Gels are suspensions or solutions but thickened by excipeints. They do have number of advantages over previous formulations, generally the gel form reduces the dripping to the back of the throat when placed in to the nose. Also it reduces the leaking associated with sprays or drops from the nostrils when administering. When producing gel formulation, the thickness can be a positive attribute as it can ascertain various agents without making it unstable such agents can added can be soothing agents. These agents can be added to help reduce any possible irritation which may otherwise be felt from powder formulations.
2.3 Possible excipeients used within nasal formulations
When talking about excipients, it is important to appreciate their role within a formulation. Most medicine within the market especially for nasal route will have excipients within it. Excipients have many benefits and are to some degree added to bulk the formulation, some of the vital excipients used within nasal formulations are as follows;
These help improve solubility of drugs, as mentioned above drug solubility within water is one of a major limitation within drug processing. Just like most membrane within the body, nasal mucosa membrane only allows soluble drugs to pass. It is therefore advised to have aqueous formulations for nasal formulation than non-aqueous formulations. Some solubilises are known to be co-solvents with examples of alcohols and glycols. Surfactants is another example of solubilise which is used to solubilise insoluble drugs. Depending on the drugs solubility requirement, more than one solubilise can be used.
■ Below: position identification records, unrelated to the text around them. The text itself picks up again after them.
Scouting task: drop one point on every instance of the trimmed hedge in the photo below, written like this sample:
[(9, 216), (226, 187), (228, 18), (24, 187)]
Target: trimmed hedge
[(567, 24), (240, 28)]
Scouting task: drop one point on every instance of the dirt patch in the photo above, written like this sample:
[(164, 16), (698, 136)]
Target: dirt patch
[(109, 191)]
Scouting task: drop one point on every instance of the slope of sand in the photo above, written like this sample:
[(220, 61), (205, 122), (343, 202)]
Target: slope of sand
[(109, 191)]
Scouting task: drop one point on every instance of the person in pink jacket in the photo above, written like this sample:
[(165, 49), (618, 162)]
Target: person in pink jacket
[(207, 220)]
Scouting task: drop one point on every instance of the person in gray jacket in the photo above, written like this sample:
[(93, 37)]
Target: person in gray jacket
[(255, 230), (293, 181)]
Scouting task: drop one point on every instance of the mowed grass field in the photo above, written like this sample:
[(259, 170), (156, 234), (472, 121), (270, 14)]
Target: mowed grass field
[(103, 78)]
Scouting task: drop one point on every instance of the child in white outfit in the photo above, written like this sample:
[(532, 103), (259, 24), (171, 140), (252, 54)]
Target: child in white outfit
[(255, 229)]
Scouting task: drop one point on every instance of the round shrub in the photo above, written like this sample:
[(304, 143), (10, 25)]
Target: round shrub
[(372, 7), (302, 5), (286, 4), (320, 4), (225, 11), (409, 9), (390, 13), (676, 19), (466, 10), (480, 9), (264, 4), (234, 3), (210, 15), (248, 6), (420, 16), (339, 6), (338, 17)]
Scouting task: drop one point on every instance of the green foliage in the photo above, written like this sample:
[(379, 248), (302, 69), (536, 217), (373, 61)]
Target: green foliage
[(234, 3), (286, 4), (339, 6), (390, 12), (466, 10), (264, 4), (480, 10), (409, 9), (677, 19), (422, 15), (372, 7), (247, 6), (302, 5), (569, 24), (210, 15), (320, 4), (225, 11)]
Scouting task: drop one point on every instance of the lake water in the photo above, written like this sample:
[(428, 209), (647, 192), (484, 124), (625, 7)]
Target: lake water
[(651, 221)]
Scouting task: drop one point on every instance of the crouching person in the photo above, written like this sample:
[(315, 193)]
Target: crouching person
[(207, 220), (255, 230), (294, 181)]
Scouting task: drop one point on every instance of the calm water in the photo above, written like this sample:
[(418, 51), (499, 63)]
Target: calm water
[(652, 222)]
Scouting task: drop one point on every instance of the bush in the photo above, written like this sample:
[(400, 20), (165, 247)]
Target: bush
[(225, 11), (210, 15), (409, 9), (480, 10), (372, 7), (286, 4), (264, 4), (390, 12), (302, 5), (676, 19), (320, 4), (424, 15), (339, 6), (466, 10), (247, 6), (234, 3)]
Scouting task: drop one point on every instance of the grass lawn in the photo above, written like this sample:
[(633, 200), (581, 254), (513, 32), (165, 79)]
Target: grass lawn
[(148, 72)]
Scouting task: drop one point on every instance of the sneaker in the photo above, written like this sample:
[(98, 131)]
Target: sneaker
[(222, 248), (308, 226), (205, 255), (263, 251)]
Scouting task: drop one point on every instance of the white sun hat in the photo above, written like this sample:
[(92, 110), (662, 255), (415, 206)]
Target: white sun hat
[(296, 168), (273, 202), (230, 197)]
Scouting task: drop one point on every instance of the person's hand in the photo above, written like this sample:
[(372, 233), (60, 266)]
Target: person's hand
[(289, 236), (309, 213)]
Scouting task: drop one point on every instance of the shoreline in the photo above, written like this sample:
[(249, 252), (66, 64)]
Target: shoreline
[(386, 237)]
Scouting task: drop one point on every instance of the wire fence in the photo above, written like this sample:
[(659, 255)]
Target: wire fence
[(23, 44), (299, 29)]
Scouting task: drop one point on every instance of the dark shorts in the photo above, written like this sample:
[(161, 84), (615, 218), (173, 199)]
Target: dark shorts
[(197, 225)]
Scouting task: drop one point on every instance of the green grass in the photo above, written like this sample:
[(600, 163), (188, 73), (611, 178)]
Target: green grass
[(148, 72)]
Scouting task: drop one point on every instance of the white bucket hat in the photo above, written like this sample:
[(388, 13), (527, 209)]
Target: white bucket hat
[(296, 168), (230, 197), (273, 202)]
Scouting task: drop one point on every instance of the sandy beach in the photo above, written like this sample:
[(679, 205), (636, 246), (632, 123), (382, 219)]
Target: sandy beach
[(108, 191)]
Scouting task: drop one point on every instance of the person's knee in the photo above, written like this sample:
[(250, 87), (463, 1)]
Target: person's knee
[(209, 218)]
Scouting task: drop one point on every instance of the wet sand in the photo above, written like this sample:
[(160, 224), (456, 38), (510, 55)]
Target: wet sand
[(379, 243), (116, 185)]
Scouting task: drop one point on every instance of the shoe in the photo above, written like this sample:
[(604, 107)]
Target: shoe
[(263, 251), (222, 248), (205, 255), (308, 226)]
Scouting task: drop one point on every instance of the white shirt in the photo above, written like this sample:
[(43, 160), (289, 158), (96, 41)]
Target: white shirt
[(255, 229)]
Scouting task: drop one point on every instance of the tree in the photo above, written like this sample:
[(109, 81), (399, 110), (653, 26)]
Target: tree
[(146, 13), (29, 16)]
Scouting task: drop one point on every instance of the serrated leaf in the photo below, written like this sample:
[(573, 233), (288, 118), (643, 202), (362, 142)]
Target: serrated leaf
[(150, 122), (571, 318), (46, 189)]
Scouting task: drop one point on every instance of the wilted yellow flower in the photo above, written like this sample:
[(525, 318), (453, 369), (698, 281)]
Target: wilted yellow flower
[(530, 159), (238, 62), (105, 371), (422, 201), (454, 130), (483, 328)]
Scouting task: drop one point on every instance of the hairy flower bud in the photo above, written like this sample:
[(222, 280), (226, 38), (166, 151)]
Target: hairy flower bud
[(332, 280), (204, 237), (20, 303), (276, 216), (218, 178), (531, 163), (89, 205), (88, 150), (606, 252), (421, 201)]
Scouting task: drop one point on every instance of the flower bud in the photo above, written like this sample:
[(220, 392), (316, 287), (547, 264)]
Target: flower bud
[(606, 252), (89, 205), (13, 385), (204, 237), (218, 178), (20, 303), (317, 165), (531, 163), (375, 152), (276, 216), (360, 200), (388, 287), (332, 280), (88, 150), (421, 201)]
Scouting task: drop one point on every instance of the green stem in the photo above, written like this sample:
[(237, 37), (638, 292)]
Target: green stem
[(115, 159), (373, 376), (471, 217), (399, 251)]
Stability issues can be arisen from suspension or solution formulations, especially in these cases, antioxidant are used in small quantity to retain stability without causing any adverse reaction such as irritation or absorption issues.
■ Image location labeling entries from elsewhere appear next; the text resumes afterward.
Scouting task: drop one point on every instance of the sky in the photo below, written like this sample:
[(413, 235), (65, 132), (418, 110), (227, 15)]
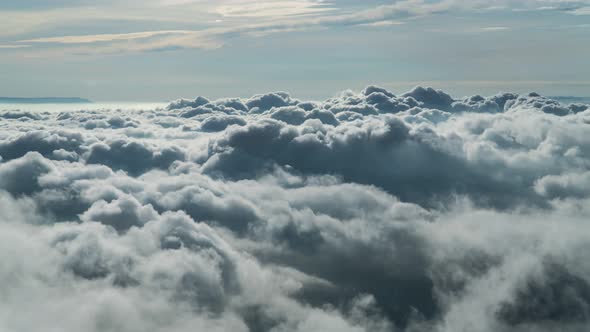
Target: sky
[(158, 50)]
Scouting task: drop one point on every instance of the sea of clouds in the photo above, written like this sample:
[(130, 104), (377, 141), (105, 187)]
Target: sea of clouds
[(366, 212)]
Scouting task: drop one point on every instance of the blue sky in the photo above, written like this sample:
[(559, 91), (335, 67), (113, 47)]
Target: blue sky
[(154, 50)]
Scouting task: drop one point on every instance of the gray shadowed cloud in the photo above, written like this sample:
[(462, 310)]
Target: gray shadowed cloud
[(369, 211)]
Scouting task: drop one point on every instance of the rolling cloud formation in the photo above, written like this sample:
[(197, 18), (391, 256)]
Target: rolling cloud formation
[(368, 211)]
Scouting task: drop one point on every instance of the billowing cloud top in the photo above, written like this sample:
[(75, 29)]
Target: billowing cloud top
[(369, 211)]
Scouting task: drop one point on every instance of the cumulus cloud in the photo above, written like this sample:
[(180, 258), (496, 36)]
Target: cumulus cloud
[(369, 211)]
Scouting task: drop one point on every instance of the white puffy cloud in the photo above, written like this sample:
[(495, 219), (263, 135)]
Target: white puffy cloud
[(369, 211)]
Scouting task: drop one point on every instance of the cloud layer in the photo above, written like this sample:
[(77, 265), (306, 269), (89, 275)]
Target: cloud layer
[(368, 211)]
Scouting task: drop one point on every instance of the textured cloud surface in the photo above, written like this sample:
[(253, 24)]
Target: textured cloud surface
[(368, 211)]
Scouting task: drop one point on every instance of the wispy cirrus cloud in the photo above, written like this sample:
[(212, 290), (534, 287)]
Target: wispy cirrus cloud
[(205, 24)]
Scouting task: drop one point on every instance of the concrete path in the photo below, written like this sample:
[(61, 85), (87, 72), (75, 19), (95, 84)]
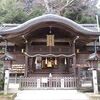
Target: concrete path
[(51, 95)]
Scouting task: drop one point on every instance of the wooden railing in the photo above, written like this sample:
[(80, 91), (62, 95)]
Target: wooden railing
[(48, 83)]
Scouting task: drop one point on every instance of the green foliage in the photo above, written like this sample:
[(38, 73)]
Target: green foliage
[(13, 11)]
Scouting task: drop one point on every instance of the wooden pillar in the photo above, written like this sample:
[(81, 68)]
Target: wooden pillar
[(74, 59), (26, 61)]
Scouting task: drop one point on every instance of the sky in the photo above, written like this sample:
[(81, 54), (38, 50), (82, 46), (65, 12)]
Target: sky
[(98, 4)]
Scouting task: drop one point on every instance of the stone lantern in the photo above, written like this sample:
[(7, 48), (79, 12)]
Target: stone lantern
[(93, 63), (7, 61)]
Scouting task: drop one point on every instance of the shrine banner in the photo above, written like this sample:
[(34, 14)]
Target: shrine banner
[(50, 40)]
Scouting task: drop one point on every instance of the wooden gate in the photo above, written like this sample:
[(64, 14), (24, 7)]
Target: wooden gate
[(48, 83)]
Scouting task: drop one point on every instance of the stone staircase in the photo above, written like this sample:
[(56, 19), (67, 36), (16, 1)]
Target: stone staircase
[(51, 95)]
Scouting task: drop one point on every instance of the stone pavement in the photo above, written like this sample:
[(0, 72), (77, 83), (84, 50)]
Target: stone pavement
[(51, 95)]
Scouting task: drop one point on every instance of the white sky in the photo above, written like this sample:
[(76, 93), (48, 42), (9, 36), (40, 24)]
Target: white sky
[(98, 4)]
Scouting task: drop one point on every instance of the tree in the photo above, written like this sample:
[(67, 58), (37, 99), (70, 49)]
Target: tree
[(19, 11)]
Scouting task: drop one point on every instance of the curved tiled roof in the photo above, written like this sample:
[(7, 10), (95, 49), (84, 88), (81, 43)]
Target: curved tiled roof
[(49, 18)]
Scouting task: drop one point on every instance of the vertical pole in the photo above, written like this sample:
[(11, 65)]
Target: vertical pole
[(95, 83), (26, 61), (6, 83), (74, 59)]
Within the nostrils there is high chance for ph to alter and deviate due to nasal secretions. For this reason a buffer needs to be added in to formulation to keep the formulation in situ, however the quantity of volume which can be exported to the nasal area is limited, so this is an important factor when using a buffer. The range of volume which is typically administered to the nasal area can vary between 20-200 µl, this is a tiny amount when comparing to any oral formulations.
Preservatives can protect from any potential microbial contamination. This is important for this route as spray nozzle can commonly get contaminated with nasal secretions when nozzle inserted in to the nose. Some popular preservative include benzalkonium chloride
As mentioned previous, some formulations such as sprays and solutions have the potential to get back in to the throat. For these formulations in particular it is important to add flavour which will help mask any bitter taste of the medications. Adding taste masking agents will help patient compliance which in turn will make the medicine favourable.
In the case for gel or ointment formulations, these agents will help bring the medicine together. Some examples of gelling agents include methyl cellulose, polyvinyl alcohol and carboxymethyl cellulose to name a few. With these formulations it can also be understood the impact of viscosity on absorption.